The End of The Euro?

Question:  I diversify my investments like you suggest, and some of my holdings are in Europe, where countries are struggling with too much debt and unsustainable social welfare programs.  What do you see happening with the Euro and European investments? 

Answer:  There is plenty of speculation about the future of the Euro, the official currency of the Eurozone. The significance of the Eurozone cannot be overemphasized.  It represents the second largest economy in the world behind the United States and the Euro is the second most traded currency in the world behind the U.S. dollar. Seventeen countries comprise the Eurozone: Austria, Belgium, Cyprus, Estonia, Finland, France, Germany, Greece, Ireland, Italy, Luxembourg, Malta, the Netherlands, Portugal, Slovakia, Slovenia, and Spain.  Notably absent are the United Kingdom, Denmark, and Sweden.  Greece is the worst off financially.  Some Greeks think that if they abandon the Euro and return to the Drachma they will be able to devalue their currency and avoid austerity.  For Greece, that would be a disaster.  Germany, on the other hand, is the strongest member.  Some Germans are unhappy seeing their country on the hook for so much debt created by other countries and would like to see Germany reinstitute the Deutschemark.   They think that even though a strong Deutschemark might hurt some German exporters, imports would be cheaper and inflation would be easier to control. 

But neither Greece nor Germany is likely to abandon the Euro because the rational for establishing the Euro still exists.  Prior to the Euro, each of the seventeen countries had its own currency, and there was a cost associated with every currency exchange.  The Euro eliminated that cost.  It also removed exchange rate risks.  Prior to the conversion to the Euro, companies and individuals in the Eurozone had to deal with changes in the exchange rates, just like we do today if we travel to Europe and exchange dollars for Euros.  Since the introduction of Euro coins and banknotes on January 1, 2002, the Euro has ranged in U.S. dollar value between $0.86 and $1.60.  It currently trades around $1.25. Another advantage of a common currency in the Eurozone is that prices of commonly traded goods tend to converge, removing speculative trade to take advantage of price differentials.  The independent European Central Bank, which is modeled on the German Bundesbank that has been successful keeping inflation low, offers the Eurozone countries this same advantage.  Other advantages of the Euro include increased trade and physical investment within the Eurozone and a decrease in cost of trade in bonds, equity, and banking assets. 

Countries that entered the Eurozone with relatively weak currencies and correspondingly higher interest rates benefited by the stronger Euro and lower interest rates.  Countries whose interest rates dropped the most were Greece, Ireland, Portugal, Spain, and Italy.

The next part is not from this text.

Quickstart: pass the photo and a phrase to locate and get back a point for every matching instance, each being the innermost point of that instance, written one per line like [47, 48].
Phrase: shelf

The lower interest rates prompted these countries and their banks to borrow more and increase their public deficit.  After the 2008-2009 global financial crisis, these countries had to increase their public debt even more, causing their debt to reach unsustainable levels and resulting in the current European sovereign-debt crisis.

We can’t predict the future, but in all likelihood the sovereign-debt crisis will resolve, the Euro and the Eurozone will stay, and your investments will grow over time.